The padlock in your browser does not mean "this site is safe." It means something more precise: the connection is encrypted, and the server proved its identity before any data moved. That guarantee comes from TLS, the protocol sitting underneath the S in HTTPS.
HTTPS is just HTTP over TLS
HTTP — the protocol for requests and responses, GET and POST, headers and bodies — has no built-in security. Anyone on the network path can read or tamper with it. HTTPS does not replace HTTP; it wraps it. The application still speaks ordinary HTTP, but the bytes travel through a TLS (Transport Layer Security) tunnel that handles encryption and authentication.
TLS is the modern successor to SSL, which is why people still say "SSL certificate" out of habit even though the protocol in use is TLS. The job splits into two phases: a handshake that sets everything up, then bulk data transfer over the secured channel.
The handshake: agreeing on keys without ever sending them
When you connect to https://example.com, the client and server run a handshake before a single HTTP byte is sent. Conceptually it does three things: agree on a cipher suite (which algorithms to use), verify the server's identity, and establish a shared secret key.
The clever part is the key exchange. The server has a key pair — a public key it hands out freely, and a private key it never reveals. Asymmetric cryptography means anything encrypted toward the public key can only be undone with the private key. The handshake uses this asymmetric math to bootstrap a shared symmetric key that both sides end up holding, without that key ever crossing the wire in the clear.
Why bootstrap a second key at all? Because asymmetric crypto is slow. It is great for setting up trust but too expensive to encrypt every byte of a large download. Symmetric encryption — where both sides use the same key — is far faster. So TLS uses the expensive asymmetric step once, to safely agree on a cheap symmetric key, then encrypts the actual traffic with that symmetric key. Best of both: secure setup, fast throughput.
1. Client: "hello, here are ciphers I support"
2. Server: "hello, let's use this one — and here is my certificate"
3. Both: key exchange -> derive shared symmetric session key
4. Both: "finished" (encrypted) -> bulk HTTP now flows encrypted
Certificates and the chain of trust
Encryption alone is not enough. If you encrypted a session with an attacker who intercepted your connection, you would have a perfectly private conversation with the wrong party. That is where certificates come in.
A certificate binds a public key to an identity (a domain name) and is digitally signed by a Certificate Authority (CA) — an organization browsers and operating systems already trust.
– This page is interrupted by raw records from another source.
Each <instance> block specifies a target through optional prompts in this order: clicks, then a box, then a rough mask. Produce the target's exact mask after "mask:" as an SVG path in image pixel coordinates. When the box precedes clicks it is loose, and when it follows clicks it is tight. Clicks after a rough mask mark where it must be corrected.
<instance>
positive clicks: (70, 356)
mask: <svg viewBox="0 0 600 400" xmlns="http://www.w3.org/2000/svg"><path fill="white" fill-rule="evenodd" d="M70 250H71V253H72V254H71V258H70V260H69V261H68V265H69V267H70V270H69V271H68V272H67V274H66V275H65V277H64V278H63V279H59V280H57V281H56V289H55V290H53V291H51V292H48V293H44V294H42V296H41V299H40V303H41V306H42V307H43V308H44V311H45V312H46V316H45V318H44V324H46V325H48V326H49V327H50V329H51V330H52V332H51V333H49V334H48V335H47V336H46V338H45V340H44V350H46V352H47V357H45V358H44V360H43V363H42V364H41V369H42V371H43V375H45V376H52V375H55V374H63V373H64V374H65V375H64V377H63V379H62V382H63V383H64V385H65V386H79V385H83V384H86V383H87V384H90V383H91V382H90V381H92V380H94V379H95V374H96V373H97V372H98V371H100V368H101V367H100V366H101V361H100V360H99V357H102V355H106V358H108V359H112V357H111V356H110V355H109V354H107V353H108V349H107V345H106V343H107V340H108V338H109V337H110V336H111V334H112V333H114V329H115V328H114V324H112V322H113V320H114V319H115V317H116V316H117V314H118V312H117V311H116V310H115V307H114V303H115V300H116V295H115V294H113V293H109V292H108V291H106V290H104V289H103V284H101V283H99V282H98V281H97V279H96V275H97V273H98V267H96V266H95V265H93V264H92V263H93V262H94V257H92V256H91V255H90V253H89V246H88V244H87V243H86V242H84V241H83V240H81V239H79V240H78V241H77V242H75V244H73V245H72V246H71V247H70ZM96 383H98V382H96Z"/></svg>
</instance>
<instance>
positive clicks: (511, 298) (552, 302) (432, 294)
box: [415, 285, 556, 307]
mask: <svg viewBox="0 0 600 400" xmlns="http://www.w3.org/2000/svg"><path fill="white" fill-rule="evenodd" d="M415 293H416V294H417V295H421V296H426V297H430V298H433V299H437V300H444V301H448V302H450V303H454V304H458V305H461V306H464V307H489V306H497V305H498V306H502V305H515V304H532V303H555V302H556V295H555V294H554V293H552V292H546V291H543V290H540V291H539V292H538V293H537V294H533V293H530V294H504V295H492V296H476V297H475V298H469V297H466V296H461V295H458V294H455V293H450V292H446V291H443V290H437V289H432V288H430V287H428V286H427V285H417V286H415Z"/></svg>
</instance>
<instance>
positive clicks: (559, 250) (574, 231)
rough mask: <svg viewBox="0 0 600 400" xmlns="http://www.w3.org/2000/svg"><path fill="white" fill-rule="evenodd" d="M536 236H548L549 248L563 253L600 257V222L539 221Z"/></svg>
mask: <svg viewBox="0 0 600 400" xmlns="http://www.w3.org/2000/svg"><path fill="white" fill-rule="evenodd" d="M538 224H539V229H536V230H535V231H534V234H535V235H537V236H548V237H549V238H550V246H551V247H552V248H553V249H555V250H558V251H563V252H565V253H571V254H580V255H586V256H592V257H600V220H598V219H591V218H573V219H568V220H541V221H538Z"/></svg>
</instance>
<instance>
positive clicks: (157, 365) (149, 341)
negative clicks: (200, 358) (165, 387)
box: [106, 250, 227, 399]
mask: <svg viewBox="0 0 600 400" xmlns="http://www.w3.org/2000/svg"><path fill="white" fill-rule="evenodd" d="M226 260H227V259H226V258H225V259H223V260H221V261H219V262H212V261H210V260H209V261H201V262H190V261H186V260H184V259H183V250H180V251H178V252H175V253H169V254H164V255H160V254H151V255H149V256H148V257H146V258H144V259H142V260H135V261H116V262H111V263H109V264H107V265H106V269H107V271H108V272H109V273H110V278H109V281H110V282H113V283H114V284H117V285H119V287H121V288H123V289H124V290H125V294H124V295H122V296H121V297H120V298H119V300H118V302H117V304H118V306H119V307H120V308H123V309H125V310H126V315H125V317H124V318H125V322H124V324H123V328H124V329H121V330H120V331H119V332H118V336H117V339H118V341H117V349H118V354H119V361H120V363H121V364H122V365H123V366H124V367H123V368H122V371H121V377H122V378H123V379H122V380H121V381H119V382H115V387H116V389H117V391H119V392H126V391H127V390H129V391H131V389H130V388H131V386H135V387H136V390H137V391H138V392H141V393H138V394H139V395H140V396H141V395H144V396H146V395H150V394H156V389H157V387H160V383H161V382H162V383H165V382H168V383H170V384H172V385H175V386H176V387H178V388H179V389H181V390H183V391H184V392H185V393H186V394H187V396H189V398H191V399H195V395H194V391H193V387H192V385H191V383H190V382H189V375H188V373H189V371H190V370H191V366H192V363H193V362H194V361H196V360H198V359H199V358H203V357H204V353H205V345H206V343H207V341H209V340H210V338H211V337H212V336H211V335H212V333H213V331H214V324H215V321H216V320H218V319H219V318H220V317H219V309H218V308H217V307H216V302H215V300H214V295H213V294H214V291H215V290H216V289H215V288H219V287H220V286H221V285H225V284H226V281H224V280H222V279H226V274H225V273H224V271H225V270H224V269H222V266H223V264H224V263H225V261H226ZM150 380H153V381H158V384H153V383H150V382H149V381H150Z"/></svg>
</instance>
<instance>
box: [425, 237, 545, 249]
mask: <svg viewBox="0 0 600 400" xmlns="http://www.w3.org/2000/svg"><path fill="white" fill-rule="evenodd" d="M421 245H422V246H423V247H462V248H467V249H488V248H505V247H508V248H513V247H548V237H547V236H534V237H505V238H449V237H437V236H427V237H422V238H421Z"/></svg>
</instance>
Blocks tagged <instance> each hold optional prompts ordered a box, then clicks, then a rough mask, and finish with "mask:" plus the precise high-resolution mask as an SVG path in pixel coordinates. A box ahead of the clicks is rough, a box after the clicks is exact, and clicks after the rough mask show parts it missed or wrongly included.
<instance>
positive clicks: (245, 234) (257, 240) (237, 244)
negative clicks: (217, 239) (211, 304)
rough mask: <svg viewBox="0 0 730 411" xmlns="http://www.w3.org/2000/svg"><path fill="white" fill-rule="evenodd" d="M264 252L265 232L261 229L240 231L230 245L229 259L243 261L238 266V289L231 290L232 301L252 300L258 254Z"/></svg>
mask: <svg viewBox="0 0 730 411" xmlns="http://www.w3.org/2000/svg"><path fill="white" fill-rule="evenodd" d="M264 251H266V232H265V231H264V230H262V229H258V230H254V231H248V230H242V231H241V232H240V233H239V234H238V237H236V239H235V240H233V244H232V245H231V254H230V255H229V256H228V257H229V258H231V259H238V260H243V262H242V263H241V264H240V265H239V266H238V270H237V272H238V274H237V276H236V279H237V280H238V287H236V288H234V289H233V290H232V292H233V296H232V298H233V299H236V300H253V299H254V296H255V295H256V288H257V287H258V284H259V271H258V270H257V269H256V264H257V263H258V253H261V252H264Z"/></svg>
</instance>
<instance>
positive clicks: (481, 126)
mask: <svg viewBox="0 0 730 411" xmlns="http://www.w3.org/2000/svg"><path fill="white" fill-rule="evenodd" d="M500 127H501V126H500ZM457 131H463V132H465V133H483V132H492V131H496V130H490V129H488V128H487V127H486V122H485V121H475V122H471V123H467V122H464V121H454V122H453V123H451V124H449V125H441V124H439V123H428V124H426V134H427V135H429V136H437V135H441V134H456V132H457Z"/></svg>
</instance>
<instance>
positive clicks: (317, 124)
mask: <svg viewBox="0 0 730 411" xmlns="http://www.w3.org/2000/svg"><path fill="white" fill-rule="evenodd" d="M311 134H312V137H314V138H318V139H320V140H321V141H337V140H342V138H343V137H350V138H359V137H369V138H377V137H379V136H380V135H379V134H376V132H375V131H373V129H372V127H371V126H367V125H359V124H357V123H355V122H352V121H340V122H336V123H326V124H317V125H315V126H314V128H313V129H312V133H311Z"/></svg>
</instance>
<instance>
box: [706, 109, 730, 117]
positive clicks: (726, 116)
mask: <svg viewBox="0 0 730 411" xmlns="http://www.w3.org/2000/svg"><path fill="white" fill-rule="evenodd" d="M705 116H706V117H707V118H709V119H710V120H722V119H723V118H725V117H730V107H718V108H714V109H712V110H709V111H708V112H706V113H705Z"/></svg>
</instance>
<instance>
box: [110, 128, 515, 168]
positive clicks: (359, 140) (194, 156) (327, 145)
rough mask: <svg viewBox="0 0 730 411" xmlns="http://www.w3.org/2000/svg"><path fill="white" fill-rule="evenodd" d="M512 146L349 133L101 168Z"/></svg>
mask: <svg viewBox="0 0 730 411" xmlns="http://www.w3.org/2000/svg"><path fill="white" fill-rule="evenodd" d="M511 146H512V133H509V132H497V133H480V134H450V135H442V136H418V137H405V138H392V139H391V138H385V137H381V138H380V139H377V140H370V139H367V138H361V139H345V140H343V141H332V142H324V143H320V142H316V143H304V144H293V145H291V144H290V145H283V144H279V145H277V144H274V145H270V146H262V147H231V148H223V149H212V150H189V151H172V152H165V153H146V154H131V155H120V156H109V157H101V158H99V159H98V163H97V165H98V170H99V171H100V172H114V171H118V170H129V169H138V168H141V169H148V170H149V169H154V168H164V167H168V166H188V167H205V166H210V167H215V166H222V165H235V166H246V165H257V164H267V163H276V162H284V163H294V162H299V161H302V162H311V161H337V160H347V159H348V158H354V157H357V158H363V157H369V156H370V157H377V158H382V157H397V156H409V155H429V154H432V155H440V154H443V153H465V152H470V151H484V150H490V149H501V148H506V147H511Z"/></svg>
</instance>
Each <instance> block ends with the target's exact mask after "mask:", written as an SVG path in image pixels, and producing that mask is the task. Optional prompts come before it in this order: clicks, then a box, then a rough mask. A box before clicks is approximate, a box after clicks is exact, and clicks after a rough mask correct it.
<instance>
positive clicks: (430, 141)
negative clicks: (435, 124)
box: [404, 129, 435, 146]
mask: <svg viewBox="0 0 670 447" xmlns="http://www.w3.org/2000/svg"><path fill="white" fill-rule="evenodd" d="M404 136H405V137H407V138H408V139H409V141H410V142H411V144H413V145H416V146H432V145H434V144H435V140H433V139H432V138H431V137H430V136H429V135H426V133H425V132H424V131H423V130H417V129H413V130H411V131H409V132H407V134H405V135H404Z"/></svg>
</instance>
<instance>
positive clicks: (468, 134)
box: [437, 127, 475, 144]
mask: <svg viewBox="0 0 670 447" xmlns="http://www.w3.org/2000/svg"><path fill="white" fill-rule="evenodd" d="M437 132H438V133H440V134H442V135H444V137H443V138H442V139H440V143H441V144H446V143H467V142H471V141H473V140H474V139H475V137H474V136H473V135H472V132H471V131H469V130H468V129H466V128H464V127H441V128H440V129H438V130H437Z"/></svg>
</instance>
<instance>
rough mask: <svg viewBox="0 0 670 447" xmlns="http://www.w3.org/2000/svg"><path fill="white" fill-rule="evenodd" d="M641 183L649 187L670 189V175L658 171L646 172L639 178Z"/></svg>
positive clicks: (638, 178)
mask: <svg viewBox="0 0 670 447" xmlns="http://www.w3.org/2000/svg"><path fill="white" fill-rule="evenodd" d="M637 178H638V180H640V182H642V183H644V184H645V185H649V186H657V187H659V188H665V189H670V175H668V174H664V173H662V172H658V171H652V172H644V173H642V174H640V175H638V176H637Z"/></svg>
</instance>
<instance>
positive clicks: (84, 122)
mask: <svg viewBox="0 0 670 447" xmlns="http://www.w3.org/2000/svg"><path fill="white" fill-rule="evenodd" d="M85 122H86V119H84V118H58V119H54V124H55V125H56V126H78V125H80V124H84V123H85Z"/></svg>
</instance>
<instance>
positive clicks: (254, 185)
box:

Your machine ships with a trust store: a built-in list of root CA certificates. When the server presents its certificate, the client checks the signature, then follows the chain — the server's certificate is usually signed by an intermediate CA, which is signed by a root CA in the trust store. If the chain leads to a trusted root and the domain matches, the identity checks out. If anything is broken or expired, you get the dreaded full-page warning.
The certificate is what stops a man-in-the-middle. If TLS only encrypted traffic but skipped identity verification, an attacker could sit between you and the server, present their own key, and decrypt everything — you would never know. The signed certificate proves the public key actually belongs to the domain you typed, so the attacker cannot impersonate the real server without a CA-signed certificate for it.
What HTTPS protects — and what it does not
HTTPS gives you three things: confidentiality (eavesdroppers see ciphertext, not your data), integrity (tampering is detected, so the response cannot be silently altered in transit), and authentication of the server (you are talking to who the certificate says you are).
What it does not give you is total privacy about where you are going. The destination IP address is visible to anyone watching the network, and DNS lookups have historically been unencrypted, revealing the hostname you are resolving. TLS also includes the requested hostname in a handshake field called SNI (Server Name Indication), historically sent in cleartext so that servers hosting many sites on one IP know which certificate to present. So observers could often tell which site you visited even when the page contents stayed encrypted. Encrypted DNS and encrypted-SNI efforts aim to close that gap, but the classic model leaks the destination even while protecting the payload.